Implementation:Apache Beam BeamBatchWorker Execute
| Attribute | Value |
|---|---|
| Implementation Name | BeamBatchWorker Execute |
| Domain | Job_Management, HPC |
| Overview | Concrete tool for executing a Beam batch pipeline on Twister2 worker nodes |
| Deprecation Notice | The Twister2 Runner is deprecated and scheduled for removal in Apache Beam 3.0 |
| last_updated | 2026-02-09 04:00 GMT |
Overview
BeamBatchWorker is the Twister2 worker class that executes a Beam batch pipeline on each worker node. It implements BatchTSetIWorker and Serializable.
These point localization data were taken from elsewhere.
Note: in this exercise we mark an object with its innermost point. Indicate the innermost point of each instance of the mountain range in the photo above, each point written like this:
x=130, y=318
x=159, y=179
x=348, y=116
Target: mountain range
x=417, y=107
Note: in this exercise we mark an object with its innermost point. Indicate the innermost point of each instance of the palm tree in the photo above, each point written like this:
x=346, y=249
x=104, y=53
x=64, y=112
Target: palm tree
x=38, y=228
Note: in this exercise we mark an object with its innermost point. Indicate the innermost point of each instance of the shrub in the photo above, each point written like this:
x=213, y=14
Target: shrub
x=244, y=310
When a Twister2 job is submitted, the framework instantiates this worker on each allocated node and calls its execute() method with a BatchTSetEnvironment containing the serialized pipeline graph and configuration.
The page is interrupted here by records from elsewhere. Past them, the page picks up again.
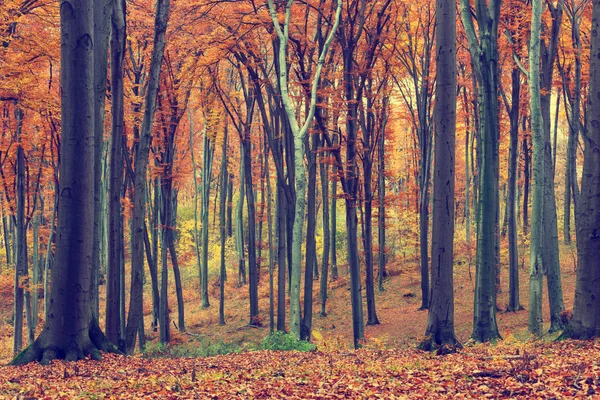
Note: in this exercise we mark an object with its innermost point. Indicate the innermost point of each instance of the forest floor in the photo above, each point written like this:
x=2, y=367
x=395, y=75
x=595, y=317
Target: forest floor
x=387, y=366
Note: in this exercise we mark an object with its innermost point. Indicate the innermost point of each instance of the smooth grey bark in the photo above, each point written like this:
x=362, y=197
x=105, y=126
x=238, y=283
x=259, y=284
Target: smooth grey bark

Note: The Twister2 Runner is deprecated and is scheduled for removal in Apache Beam 3.0. Users should plan migration to an actively maintained runner.
Code Reference
Source Location
| File | Lines | Repository |
|---|---|---|
runners/twister2/src/main/java/org/apache/beam/runners/twister2/BeamBatchWorker.java |
L52-166 | GitHub |
Signature: execute
public class BeamBatchWorker
implements Serializable, BatchTSetIWorker {
private static final String SIDEINPUTS = "sideInputs";
private static final String LEAVES = "leaves";
private static final String GRAPH = "graph";
private HashMap<String, BatchTSet<?>> sideInputDataSets;
private Set<TSet> leaves;
@Override
public void execute(BatchTSetEnvironment env) {
Config config = env.getConfig();
Map<String, String> sideInputIds =
(LinkedHashMap<String, String>) config.get(SIDEINPUTS);
Set<String> leaveIds =
(Set<String>) config.get(LEAVES);
TBaseGraph graph =
(TBaseGraph) config.get(GRAPH);
env.settBaseGraph(graph);
setupTSets(env, sideInputIds, leaveIds);
resetEnv(env, graph);
executePipeline(env);
}
}
Signature: setupTSets
private void setupTSets(
BatchTSetEnvironment env,
Map<String, String> sideInputIds,
Set<String> leaveIds) {
sideInputDataSets = new LinkedHashMap<>();
leaves = new HashSet<>();
// Reset sources to avoid duplicate source objects
// from deserialization
Set<BuildableTSet> newSources = new HashSet<>();
for (BuildableTSet source : env.getGraph().getSources()) {
newSources.add(
(BuildableTSet) env.getGraph().getNodeById(source.getId()));
}
env.getGraph().setSources(newSources);
for (Map.Entry<String, String> entry : sideInputIds.entrySet()) {
BatchTSet curr =
(BatchTSet) env.getGraph().getNodeById(entry.getValue());
sideInputDataSets.put(entry.getKey(), curr);
}
for (String leaveId : leaveIds) {
leaves.add((TSet) env.getGraph().getNodeById(leaveId));
}
}
Signature: resetEnv
private void resetEnv(BatchTSetEnvironment env, TBaseGraph graph) {
Set<TBase> nodes = graph.getNodes();
for (TBase node : nodes) {
if (node instanceof BaseTSet) {
((BaseTSet) node).setTSetEnv(env);
} else if (node instanceof BaseTLink) {
((BaseTLink) node).setTSetEnv(env);
} else {
throw new IllegalStateException(
"node must be either of type BaseTSet or BaseTLink");
}
}
}
Signature: executePipeline
public void executePipeline(BatchTSetEnvironment env) {
Map<String, CachedTSet> sideInputTSets = new HashMap<>();
for (Map.Entry<String, BatchTSet<?>> sides
: sideInputDataSets.entrySet()) {
BatchTSet<?> sideTSet = sides.getValue();
addInputs((BaseTSet) sideTSet, sideInputTSets);
CachedTSet tempCache = (CachedTSet) sideTSet.cache();
sideInputTSets.put(sides.getKey(), tempCache);
}
for (TSet leaf : leaves) {
SinkTSet sinkTSet =
(SinkTSet) leaf.direct().sink(new Twister2SinkFunction());
addInputs(sinkTSet, sideInputTSets);
eval(env, sinkTSet);
}
}
Signature: addInputs
private void addInputs(
BaseTSet sinkTSet,
Map<String, CachedTSet> sideInputTSets) {
if (sideInputTSets.isEmpty()) {
return;
}
TBaseGraph graph = sinkTSet.getTBaseGraph();
TBase currNode = null;
Deque<TBase> deque = new ArrayDeque<>();
deque.add(sinkTSet);
while (!deque.isEmpty()) {
currNode = deque.remove();
deque.addAll(graph.getPredecessors(currNode));
if (currNode instanceof ComputeTSet) {
if (((ComputeTSet) currNode).getComputeFunc()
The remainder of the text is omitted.